Use the repository-root helper script for CloudWatch Logs KMS cleanup:

# Dry run
DELETE_OLD_STREAMS=false ./scripts/cloudwatch_logs_kms_migration.sh <log-group-name> <region>

# Delete old streams
./scripts/cloudwatch_logs_kms_migration.sh <log-group-name> <region>

Example

module "fleet" {
  source = "github.com/fleetdm/fleet-terraform?depth=1&ref=tf-mod-root-v1.26.0"

  certificate_arn = module.acm.acm_certificate_arn

  vpc = {
    enable_flow_log                      = true
    create_flow_log_cloudwatch_log_group = true
    flow_log_cloudwatch_log_group_kms = {
      cmk_enabled = true
    }
  }

  rds_config = {
    storage_kms = {
      cmk_enabled = true
    }
    password_secret_kms = {
      cmk_enabled = true
    }
    observability = {
      database_insights_mode = "standard"
      kms = {
        cmk_enabled = true
      }
    }
  }

  redis_config = {
    at_rest_kms = {
      cmk_enabled = true
    }
  }
}

Migrating from existing Dogfood code

The below code describes how to migrate from existing Dogfood code.

moved {
  from = module.vpc
  to   = module.main.module.vpc
}

moved {
  from = module.aurora_mysql
  to   = module.main.module.byo-vpc.module.rds
}

moved {
  from = aws_elasticache_replication_group.default
  to   = module.main.module.byo-vpc.module.redis.aws_elasticache_replication_group.default
}

This focuses on the resources that are "heavy" or store data.
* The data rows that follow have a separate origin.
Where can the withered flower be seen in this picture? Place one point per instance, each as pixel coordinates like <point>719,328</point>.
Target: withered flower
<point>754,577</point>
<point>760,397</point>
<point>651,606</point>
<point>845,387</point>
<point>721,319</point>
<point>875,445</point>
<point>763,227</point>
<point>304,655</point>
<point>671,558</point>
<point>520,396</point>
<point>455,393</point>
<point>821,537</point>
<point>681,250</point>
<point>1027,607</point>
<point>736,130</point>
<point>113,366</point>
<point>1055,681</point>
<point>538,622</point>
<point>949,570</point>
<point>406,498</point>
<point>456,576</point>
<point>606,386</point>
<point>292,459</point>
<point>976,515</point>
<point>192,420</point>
The ALB cannot be moved the same way because Dogfood uses aws_alb while the module uses aws_lb.

Cache Engine: Redis vs Valkey

This module supports both Redis and Valkey as the ElastiCache engine.

Provider Requirements

When using this module, ensure your AWS provider version is >= 5.73.0.

Using Valkey

redis_config = {
  engine         = "valkey"
  engine_version = "7.2"
  family         = "valkey7"
  instance_type  = "cache.m5.large"
  cluster_size   = 3
}

Using Redis

redis_config = {
  engine         = "redis"
  engine_version = "7.1"
  family         = "redis7"
  instance_type  = "cache.m5.large"
  cluster_size   = 3
}

How to improve this module

If this module does not fit your needs, open a ticket or contact Fleet. Variable changes should stay nullable when no sensible default exists and should be reflected all the way up the stack.

How to update this readme

Edit .header.md, run terraform init, then run terraform-docs markdown . > README.md.